Mr. Edward Bear (pseudonym) shared an awesome secret for sussing out quote issues in a previous post. He’s back with a nifty way to help spot spelling issues. It helped me spot a number of inconsistencies in Bad Penny, which I recently fixed. Take it away, Mr. Bear.
* * * *
Augmented Proofreading 2
Last time, I mentioned checking spelling and spelling consistency, and this note is to fulfill my promise.
To begin with, I’ll admit freely I do not recommend just running a spieling chucker over the text. And yes, I’m using the phrase deliberately. The spelling checker in the program I’m using to write this just waltzed right past it, despite the fact that neither word makes sense in this context. I got started trying to get some mileage out of spelling checkers a while back, when I realized that OCR scanners will work like hell trying to find a word and probably will come up with a word, but it will be the wrong word. Over at Project Gutenberg, they use the term “scanos” as an analogue of “typos.”
The other adversary is consistency of spelling and usage. Examples might include “canceled” and “cancelled” or variant possessives, such as “Jones’” and “Jones’s” in the same text, or simply variant spellings of the same character’s name, such as “Erik” and “Eric.”
So what do I do for these sorts of problems?
What you need is a list of all the unique words in the story, and it’s easy with a dollop of regex. (See the first post on this topic. The one I’ve taken to using is the following:
[^-‘‘’\w\d\r\n]
This one I can explain, since I wrote it. 🙂
What it says is to look for any individual characters within the brackets([]). The leading caret (^) says “Nope, they should not be in this list.” Following that are the hyphen(-), the straight quote(‘), and the opening and closing curly single quotes(‘’). After that, it’s any character that would normally be in a word (\w), any digit (\d), any carriage return(\r) or any new line aka paragraph terminator (\n).
And what you do with the above is to set Textpad (see previous post again) to replace all of them with a newline (\n) character.

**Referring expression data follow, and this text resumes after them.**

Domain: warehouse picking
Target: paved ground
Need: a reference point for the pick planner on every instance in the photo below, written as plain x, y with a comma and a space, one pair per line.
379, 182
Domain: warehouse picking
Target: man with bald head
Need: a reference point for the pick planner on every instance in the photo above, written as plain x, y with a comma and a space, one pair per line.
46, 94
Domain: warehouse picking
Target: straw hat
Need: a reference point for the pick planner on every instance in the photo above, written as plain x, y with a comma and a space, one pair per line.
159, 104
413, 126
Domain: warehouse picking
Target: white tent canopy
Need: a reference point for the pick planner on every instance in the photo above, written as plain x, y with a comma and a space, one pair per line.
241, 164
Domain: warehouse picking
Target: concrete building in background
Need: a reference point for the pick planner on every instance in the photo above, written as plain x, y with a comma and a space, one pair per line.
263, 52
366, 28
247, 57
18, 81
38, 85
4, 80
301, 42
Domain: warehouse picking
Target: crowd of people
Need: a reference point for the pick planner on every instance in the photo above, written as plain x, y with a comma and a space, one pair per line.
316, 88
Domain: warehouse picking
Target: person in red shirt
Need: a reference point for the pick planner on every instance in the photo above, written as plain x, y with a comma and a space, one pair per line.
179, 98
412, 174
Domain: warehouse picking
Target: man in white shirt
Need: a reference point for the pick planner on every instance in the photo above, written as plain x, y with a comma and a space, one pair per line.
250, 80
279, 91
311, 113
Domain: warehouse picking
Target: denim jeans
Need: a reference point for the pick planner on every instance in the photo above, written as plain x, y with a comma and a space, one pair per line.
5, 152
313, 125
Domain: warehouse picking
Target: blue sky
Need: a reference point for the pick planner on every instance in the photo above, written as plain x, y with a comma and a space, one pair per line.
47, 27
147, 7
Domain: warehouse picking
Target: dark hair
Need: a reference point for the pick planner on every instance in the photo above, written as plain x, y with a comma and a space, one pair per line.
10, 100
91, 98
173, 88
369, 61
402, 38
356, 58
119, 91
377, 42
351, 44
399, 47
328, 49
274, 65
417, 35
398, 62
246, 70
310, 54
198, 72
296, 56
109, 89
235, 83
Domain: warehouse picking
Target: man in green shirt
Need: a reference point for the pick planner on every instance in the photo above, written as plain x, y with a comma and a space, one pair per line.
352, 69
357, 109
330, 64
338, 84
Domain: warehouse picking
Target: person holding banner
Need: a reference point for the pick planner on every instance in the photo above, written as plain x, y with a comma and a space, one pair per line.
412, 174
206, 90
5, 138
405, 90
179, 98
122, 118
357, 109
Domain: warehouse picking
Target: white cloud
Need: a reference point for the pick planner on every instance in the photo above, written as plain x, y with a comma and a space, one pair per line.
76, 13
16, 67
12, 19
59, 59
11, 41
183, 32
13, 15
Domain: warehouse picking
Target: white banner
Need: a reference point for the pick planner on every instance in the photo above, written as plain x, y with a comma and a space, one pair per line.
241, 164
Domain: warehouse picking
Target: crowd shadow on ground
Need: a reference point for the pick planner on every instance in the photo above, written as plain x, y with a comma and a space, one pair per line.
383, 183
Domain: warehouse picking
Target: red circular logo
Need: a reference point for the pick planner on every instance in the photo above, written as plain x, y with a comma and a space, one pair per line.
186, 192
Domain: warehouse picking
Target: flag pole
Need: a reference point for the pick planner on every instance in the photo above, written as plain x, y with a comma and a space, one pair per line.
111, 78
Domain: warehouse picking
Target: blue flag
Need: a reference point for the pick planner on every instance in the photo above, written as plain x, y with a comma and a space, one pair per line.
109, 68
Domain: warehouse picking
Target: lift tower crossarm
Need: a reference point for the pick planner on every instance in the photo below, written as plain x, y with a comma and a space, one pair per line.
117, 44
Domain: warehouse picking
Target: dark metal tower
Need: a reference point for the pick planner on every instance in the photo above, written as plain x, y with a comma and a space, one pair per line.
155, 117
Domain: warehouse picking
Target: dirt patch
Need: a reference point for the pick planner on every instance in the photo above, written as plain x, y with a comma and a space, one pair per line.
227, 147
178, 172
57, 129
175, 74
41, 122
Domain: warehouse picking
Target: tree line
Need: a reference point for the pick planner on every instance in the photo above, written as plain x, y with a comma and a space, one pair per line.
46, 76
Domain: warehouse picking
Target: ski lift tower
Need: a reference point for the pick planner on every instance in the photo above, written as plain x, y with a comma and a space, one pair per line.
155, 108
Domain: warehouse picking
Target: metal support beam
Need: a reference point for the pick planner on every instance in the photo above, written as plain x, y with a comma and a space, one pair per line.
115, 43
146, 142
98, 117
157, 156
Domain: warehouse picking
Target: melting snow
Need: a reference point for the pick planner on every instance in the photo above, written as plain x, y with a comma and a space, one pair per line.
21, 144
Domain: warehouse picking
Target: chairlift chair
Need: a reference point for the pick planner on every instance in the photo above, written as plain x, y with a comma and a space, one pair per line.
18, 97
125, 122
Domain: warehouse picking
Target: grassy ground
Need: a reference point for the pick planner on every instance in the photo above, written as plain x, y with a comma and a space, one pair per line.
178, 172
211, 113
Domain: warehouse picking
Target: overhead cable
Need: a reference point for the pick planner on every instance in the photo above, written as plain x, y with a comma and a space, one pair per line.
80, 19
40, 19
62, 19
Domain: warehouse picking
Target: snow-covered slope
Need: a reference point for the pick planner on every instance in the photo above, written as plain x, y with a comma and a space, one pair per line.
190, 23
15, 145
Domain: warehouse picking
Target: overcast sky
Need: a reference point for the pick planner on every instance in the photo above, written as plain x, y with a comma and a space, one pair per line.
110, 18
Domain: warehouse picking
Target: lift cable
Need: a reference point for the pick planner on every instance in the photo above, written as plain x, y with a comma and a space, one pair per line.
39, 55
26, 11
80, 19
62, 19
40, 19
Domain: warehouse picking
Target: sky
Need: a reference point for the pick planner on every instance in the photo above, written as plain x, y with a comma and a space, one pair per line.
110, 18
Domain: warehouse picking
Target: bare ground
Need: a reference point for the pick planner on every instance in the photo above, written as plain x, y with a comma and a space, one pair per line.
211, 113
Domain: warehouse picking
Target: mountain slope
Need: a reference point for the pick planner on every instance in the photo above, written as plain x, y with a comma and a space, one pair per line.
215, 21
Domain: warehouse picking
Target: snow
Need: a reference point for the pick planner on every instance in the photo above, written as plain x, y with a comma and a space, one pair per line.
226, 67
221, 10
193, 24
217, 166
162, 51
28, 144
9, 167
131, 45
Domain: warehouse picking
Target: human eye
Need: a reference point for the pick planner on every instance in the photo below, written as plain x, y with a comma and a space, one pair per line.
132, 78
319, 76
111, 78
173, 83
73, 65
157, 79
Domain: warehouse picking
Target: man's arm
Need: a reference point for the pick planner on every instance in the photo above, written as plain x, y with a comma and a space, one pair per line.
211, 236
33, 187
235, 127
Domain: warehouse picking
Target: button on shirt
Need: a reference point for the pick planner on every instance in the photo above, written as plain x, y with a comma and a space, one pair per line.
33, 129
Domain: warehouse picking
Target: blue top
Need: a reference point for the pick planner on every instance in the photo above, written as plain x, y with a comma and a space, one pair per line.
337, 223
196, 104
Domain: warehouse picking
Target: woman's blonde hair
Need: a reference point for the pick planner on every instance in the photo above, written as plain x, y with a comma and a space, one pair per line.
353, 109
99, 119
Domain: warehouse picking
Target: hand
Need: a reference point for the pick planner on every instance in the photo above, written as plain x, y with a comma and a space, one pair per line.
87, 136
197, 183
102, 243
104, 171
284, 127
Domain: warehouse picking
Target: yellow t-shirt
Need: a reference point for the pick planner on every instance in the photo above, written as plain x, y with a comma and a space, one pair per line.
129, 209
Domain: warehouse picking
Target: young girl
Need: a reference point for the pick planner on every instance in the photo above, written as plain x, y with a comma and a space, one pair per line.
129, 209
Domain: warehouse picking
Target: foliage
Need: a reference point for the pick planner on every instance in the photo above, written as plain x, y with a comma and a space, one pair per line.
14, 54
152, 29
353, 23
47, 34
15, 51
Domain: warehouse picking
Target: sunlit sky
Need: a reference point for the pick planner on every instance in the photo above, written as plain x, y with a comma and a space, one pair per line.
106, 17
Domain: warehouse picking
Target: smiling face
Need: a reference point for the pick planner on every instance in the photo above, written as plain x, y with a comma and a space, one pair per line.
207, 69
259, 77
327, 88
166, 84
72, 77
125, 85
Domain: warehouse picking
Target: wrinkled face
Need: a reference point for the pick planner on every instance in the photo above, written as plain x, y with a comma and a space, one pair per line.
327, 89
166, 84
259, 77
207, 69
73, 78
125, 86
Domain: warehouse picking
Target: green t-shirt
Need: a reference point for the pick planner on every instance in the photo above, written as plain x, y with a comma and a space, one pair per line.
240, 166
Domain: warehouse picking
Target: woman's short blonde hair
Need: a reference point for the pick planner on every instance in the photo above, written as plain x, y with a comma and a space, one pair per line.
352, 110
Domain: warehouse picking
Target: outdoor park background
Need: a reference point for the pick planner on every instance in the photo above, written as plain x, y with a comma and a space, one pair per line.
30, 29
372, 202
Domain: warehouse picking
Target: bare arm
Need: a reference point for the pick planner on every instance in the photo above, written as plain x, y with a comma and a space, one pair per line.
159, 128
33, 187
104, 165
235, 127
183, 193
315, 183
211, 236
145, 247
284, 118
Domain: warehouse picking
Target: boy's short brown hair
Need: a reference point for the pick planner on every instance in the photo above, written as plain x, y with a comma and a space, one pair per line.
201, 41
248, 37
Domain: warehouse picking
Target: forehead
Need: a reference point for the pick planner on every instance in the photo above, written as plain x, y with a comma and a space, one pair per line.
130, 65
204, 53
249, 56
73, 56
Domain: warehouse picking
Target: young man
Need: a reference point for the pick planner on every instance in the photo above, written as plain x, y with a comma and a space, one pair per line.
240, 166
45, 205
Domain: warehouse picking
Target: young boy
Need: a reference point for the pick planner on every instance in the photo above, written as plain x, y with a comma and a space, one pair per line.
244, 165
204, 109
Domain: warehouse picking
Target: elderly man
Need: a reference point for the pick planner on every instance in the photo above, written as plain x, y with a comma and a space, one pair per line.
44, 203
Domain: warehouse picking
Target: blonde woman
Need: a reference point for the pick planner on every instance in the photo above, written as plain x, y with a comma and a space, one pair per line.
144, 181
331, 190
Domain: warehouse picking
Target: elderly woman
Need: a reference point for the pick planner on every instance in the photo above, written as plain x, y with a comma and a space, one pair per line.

Here’s what the search and replace box in Textpad looks like for this:
Notice that the “Regular expression” box is checked. And then you choose “Replace All”.
The result is to turn this:
Once upon a night we’ll wake to the carnival of life
The beauty of this ride ahead such an incredible high
It’s hard to light a candle, easy to curse the dark instead
This moment the dawn of humanity
The last ride of the day
into this:
Once
upon
a
night
we’ll
wake
to
the
carnival
of
life
The
beauty
of
this
ride
ahead
such
an
incredible
high
It’s
hard
to
light
a
candle
easy
to
curse
the
dark
instead
This
moment
the
dawn
of
humanity
The
last
ride
of
the
day
For a book, this means what you have as a multi-thousand line long document and LOTS of repeated words. The next step is to lose the repetitions by sorting the list. For TextPad, you’ll find Tools->Sort on the menu bar, and I generally set the sort up as the following:
This is a case-sensitive sort and “Delete duplicate lines”, of course, gets rid of all the duplications of words like “a”, “an”, and “the”.
For the above text, you get:
It’s
Once
The
This
a
ahead
an
beauty
candle
carnival
curse
dark
dawn
day
easy
hard
high
humanity
incredible
instead
last
life
light
moment
night
of
ride
such
the
this
to
upon
wake
we’ll
34 unique words.
And here’s the payoff for all this funky text munging: Run a spelling checker over this, and it will find typos, of course, but it will also generally complain about most names, which aren’t generally kept in spelling checker dictionaries, and it will also show you words and their variants, nestled fairly closely together. Here’s an example from one of my projects:
Swiss-born
Take
Talking
Tallmadge
Tallmadge’s
Tarelton
Tarleton
Tarleton’s
Tavern
Tecumseh
Tell
Ten
Thames
The spelling checker landed on Tallmadge and its possessive form, but do you notice the “Tarelton” on the list? That’s the time for the Aha!, and you can fix the “Tarelton” form. The same thing applies to possessive variants and any other variant form you find.
As with the last post, I’ll be peeking in on the comments and answering any questions that come up.